12 Sep New Zealand’s ‘Patent Act 2013’ is now in full effect.

This modernised review of patent legislation is a real effort to align patent action in New Zealand with that of common procedures worldwide. The previous legislation in practise was established over 60 years ago just following the second world war and as you can imagine, it was designed for a different time entirely, so although the demands of patent holders, innovation and global market have evolved dramatically, the legislation has until this day, remained the same.

Problematic features of such an undeveloped piece of legislations consisted of obligations on the Patent Office’s behalf to accept applications which were in the same vein as existing technologies. These features made an awful lot of sense back in the day when ‘local novelty’ recognised the role of an ‘importer’ being just as important as the true inventor and it still makes some sort of sense in undeveloped countries today but what this dated principal enabled in a modern, progressed society was imitation over innovation.

The ‘Patent Act 2013’ is actually a momentous occasion for innovators in New Zealand, offering a truly modern protection for their inventions.

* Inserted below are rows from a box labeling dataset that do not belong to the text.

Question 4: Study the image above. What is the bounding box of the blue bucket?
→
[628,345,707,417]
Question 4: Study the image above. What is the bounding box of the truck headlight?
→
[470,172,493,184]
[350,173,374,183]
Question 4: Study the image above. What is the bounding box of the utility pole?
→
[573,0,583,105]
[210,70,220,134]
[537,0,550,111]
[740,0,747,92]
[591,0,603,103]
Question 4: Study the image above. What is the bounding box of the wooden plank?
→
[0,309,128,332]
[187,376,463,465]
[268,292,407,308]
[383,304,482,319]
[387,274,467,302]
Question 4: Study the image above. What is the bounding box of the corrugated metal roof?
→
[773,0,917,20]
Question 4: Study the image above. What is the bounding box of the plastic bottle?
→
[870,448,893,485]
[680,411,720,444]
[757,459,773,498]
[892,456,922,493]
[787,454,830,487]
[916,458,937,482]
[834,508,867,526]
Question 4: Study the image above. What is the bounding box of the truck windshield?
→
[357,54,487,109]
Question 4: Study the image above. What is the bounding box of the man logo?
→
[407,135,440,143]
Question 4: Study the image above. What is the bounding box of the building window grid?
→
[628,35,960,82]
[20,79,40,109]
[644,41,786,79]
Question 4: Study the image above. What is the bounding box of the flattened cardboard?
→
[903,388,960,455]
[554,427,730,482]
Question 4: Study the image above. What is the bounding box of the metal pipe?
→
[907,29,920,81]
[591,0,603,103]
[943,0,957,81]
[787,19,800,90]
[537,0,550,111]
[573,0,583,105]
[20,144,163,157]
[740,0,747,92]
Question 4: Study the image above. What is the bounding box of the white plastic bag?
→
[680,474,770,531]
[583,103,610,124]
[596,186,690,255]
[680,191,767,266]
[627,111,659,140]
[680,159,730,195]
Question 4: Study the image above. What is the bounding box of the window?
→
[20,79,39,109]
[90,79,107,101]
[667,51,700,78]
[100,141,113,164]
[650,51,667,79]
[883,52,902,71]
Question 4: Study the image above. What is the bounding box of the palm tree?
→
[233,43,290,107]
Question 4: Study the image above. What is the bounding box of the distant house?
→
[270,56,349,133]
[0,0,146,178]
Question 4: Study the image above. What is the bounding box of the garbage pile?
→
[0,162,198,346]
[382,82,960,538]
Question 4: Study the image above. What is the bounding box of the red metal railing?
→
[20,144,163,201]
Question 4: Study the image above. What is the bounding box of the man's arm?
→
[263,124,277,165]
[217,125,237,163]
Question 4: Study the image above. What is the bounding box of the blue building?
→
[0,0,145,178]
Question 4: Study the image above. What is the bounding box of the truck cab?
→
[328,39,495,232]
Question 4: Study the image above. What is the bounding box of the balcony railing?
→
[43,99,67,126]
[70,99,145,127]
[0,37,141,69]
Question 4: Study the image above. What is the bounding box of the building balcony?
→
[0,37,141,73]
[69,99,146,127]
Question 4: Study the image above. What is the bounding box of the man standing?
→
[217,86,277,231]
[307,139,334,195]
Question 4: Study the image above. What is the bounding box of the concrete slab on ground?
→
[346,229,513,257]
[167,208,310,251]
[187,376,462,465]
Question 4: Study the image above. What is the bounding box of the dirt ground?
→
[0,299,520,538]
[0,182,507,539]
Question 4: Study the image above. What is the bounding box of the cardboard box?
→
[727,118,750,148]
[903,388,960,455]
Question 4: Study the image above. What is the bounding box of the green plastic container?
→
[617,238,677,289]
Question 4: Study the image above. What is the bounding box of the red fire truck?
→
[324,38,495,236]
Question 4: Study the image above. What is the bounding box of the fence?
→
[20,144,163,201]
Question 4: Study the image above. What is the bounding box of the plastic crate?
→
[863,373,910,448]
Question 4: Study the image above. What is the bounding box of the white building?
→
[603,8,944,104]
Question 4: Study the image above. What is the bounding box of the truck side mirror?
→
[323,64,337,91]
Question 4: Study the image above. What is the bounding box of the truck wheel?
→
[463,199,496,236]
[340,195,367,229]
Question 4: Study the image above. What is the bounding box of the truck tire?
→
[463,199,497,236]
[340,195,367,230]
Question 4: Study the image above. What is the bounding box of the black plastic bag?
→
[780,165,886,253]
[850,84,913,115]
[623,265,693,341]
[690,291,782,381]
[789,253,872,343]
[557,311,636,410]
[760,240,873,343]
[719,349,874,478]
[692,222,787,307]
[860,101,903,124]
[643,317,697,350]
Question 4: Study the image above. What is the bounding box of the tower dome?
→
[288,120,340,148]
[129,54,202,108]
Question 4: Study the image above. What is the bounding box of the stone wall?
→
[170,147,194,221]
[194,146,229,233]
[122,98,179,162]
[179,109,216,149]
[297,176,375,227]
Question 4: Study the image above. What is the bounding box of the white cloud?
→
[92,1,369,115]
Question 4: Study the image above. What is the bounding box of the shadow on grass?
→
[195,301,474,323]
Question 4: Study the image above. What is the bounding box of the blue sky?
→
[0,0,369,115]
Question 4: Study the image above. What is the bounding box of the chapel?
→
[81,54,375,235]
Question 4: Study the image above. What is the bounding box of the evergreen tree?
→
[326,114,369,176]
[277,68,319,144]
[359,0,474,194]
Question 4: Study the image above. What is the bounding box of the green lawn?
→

Here’s a quick overview of the subtle but important changes the new legislation brings:

  • The new patents act implements an ‘absolute novelty’ standard when it comes to invention which replaces the relative novelty criteria designed for somewhat of a closed market economy.
  • IPONZ will now have the ability to examine applications in order to ensure inventive step over existing inventions which protects both patentees and businesses alike.
  • Publication of patent applications will now come into play 18 months following the filings which will assist innovators in shaping their applications and protect holders from potential infringements.
  • With this new patent act comes the responsibility for drafting regulations with regards to the patentability of embedded software.